Adam and Eve really did have it easy. They were so comfortable in their human skin. More to the point, they were comfortable in their human skin which had a spiritual soul. This did not seem odd or cause them any kind of dilemma, stress, or confusion. They were created to be perfectly at ease living, as it were, with each leg in a different world, material and spiritual, temporal and eternal.
It’s not so easy for us. Since Adam and Eve lost that natural ease of combining two different realms of existence in one human being, life for us humans has become decidedly more complex.
This difficulty we struggle with struck me anew as I was reading Christopher Dawson’s book, The Dividing of Christendom. It’s an account of what happened in Europe leading up to, including, and after the Reformation. What struck me most forcefully were not the Reformation itself and all its consequences. What struck me was the struggle the Catholic Church had with the world.

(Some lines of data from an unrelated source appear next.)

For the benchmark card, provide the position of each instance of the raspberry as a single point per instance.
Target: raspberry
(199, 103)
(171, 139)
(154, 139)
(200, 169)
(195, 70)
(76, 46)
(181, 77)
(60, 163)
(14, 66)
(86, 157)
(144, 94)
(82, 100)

St. John has some critical things to say about the world:
Do not love the world or the things in the world. If anyone loves the world, love of the Father is not in him. For all that is in the world, the lust of the flesh and the lust of the eyes and the pride of life, is not of the Father but is of the world (1 Jn 2:15-16).
Reading the history of the Church in the latter Middle Ages, it is difficult not to notice that many people in the Church, from popes to peasants, were ensnared by these three sins St. John lists. And, yes, who of us does not struggle with these temptations even today? It is said that we should be in the world but not of it. That’s easier said than done, don’t you find?
The trouble is we are made of the same stuff as the world is made. We are material beings as well as spiritual beings and we rely on material things for our very existence. We have to go out into that world to make a living. The temptation is to go to either extreme, to buy into the material world for all we are worth, or to see everything material in the world as evil.
Clearly, St. John did not mean that the material world was evil, for God created the world and declared it was good. Anything God creates must be good. So the key word must be “love.” “Do not love the world or the things in the world.” This doesn’t mean we can’t take pleasure in the things of this world, because God created us to be able to experience pleasure in His creation, nor does it mean we can’t desire them, because this too is natural to us as God created us.
What it does mean is that we can’t desire material things or pleasure more than we desire God, we can’t have an inordinate (out of the proper order) desire for things or pleasure. God calls us to be detached from the material world, to be willing to give up anything for Him. But this is a delicate dance for most human beings. We are dependent upon the material world, and yet we are not to be attached to it. That is difficult. For one thing, we are “attached” by the very fact that we are material. As a silly example, I am literally attached to the earth by gravity. I am also attached to food in order to live. The key is that our hearts are not to be attached.
This brings us back to the word “love.” We usually think of love as a thing of the heart, and so it is in this case. If we “love the things of this world,” we have given our hearts to them, and our hearts should be given ultimately to God, not purely material creations or pleasures.
Going back to Dawson’s book, it struck me that just as I struggle between living a material existence and a spiritual existence, so does the Church, not just in the Middle Ages but in all ages. She too must live in the world without being of the world. Of course, the Mystical Body of Christ is spiritual, but the Body of Christ is also material. We see it at every Mass. We also see it in the Church, that organization made up of people. We can make either of two mistakes by either over focusing on the spiritual side of the Church, as if that was all there was to “Church,” or by focusing too much on the material side.
One of the beauties of the Catholic Church is that she does embrace God’s material creation as something good. She uses art, music, and architecture, not as if they were necessary evils, but in their full, material beauty and goodness. She also uses the material world in her sacraments, rituals, and liturgy. She combines the two worlds of material creation and spirit, but it is a delicate dance for her too.
This dance became quite a great struggle during the Middle Ages, as Christopher Dawson points out. The Church’s partner, either the state or some ruling prince, was often a very aggressive partner, wanting to control the whole dance. For her part, sometimes the Church was too willing a partner or tried to control the whole dance herself.
The Church has learned from that experience, but the dance must still go on. The dangers are still there, both from nations where the Church is still seen as something to be controlled, and on the part of Church faithful where there is an over emphasis on the material side of her nature.
The size of a congregation or the size of the actual church does not indicate how holy it is. The world measures success, God measures holiness. The human desire to better things can become troublesome. We want better evangelization, better choirs, better administration of parishes and dioceses, better homilies, better social services, better churches and grounds, better schools. But what is better? Does it mean holier? The Church, after all, is meant to be the means of our holiness.
While holiness might not require material resources, evangelization and the life of the Church do. The Church too lives with a leg in both worlds. What a mystery. Why did God design it like this? I don’t know, but I think it is beautiful that God has made His Church to resemble our condition so closely. And it only makes sense, because the Church is the Body of His Son, and he asked His Son to share our predicament — the predicament that was not God’s creation, but was brought about through sin. And the Son did, because He loves us odd beings.